El propósito de la evaluación, por tanto, supera el binomio éxito/fracaso porque, por muy rigurosa que sea, no garantiza el éxito educativo del alumnado. Los resultados de la evaluación han de guiar los procesos de mejora mediante la orientación y ajuste de los procesos de aprendizaje, entendiendo siempre la evaluación como un proceso más global dentro del cual se incluye la calificación. 

Imagen 2. La calificación como parte de la Evaluación

Elaboración propia. Javier M. Valle

La calificación forma parte de la Evaluación. De acuerdo con la Real Academia de la Lengua Española (RAE), evaluar es estimar los conocimientos, aptitudes y rendimiento de los alumnos;  mientras que calificar es juzgar el grado de suficiencia o la insuficiencia de los conocimientos demostrados por un alumno en un examen o ejercicio.

La evaluación, entendida dentro de un enfoque de currículo por competencias, se refiere más a una fase reflexiva del proceso de aprendizaje y enseñanza que a la valoración mediante una nota de los resultados del alumno (que sería más la calificación final del estudiante). Además, es formativa y ofrece al docente unos indicadores de la evolución del aprendizaje de los estudiantes, con la siguiente posibilidad de aplicar mecanismos correctores a las deficiencias observadas (Coll, C.et al., 2002).

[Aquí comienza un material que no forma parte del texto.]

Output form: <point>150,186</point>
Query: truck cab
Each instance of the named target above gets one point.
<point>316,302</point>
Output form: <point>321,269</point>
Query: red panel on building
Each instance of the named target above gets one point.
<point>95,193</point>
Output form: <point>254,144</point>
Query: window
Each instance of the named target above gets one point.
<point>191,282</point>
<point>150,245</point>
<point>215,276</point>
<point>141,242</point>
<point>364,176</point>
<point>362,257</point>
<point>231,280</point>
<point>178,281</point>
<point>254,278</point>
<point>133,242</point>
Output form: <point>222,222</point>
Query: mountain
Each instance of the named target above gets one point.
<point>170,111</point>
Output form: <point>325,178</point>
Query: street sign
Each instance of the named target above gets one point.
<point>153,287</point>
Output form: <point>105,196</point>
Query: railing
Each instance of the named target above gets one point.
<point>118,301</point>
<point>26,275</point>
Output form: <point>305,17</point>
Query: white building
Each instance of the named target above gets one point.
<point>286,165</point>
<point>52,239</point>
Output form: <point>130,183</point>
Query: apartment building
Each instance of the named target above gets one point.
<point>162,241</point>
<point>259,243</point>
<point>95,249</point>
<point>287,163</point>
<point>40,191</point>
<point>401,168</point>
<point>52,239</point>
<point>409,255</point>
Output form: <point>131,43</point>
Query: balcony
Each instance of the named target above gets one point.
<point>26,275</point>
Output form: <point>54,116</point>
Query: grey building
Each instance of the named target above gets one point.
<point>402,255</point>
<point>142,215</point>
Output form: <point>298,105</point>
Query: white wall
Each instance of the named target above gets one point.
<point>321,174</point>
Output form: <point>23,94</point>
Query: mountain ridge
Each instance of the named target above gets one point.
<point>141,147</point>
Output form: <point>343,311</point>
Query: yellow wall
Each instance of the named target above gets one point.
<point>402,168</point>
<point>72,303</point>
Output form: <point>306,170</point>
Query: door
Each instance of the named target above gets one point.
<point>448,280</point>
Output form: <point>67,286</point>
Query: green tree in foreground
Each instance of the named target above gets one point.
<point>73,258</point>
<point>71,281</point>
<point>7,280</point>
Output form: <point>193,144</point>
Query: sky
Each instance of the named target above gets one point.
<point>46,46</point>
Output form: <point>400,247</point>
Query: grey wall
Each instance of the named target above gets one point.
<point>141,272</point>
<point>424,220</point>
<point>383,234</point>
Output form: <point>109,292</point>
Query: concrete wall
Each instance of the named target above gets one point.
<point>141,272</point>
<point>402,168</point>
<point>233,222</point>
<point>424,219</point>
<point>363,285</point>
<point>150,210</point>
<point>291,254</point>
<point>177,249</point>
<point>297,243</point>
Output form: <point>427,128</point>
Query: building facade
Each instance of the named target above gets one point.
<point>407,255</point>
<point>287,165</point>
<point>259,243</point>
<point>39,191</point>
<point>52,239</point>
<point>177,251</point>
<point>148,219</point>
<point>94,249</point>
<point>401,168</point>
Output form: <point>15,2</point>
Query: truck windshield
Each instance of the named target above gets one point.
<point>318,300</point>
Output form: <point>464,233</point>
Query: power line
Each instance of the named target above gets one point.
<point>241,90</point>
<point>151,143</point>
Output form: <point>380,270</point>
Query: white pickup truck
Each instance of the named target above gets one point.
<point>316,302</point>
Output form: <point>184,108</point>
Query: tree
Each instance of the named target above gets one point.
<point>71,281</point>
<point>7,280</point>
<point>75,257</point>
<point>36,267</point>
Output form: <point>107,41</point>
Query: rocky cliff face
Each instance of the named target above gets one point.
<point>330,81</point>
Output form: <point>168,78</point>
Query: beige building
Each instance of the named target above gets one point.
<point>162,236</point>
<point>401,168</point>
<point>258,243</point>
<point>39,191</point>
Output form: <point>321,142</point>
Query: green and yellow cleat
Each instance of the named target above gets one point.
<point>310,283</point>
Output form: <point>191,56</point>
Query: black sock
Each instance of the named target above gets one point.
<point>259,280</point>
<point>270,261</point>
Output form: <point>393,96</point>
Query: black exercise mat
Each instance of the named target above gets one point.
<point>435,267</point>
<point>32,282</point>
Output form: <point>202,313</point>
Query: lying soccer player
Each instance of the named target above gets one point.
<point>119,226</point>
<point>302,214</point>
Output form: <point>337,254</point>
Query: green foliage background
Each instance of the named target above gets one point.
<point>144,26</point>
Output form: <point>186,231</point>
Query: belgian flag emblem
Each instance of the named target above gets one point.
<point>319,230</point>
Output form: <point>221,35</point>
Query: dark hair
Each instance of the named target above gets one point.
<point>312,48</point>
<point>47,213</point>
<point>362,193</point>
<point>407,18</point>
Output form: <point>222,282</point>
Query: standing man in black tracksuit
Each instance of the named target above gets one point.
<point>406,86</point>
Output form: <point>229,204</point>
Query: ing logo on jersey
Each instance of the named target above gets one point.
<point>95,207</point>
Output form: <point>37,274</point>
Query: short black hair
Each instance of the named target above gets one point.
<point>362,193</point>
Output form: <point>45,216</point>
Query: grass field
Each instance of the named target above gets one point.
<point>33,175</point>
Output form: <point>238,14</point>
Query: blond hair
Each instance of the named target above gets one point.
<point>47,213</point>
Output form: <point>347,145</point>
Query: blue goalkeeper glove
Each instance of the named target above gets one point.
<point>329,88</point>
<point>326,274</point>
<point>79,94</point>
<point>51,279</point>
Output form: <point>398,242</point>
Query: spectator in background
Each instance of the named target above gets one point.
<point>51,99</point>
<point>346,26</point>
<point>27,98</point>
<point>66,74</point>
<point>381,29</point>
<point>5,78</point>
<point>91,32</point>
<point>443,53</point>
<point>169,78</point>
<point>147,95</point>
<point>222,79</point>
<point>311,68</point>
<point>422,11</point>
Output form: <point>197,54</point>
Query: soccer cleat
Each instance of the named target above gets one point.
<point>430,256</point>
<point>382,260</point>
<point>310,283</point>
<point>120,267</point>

La evaluación, en este sentido, más allá de ser una mera medición de los productos conseguidos por el estudiante, permite también conocer el nivel de logro de la competencia en el que se sitúa el alumno (Bolívar, A., 2008 ). Por tanto, podríamos decir que es el proceso que provee de evidencias para saber en qué grado, el alumno es capaz de llevar a cabo un desempeño.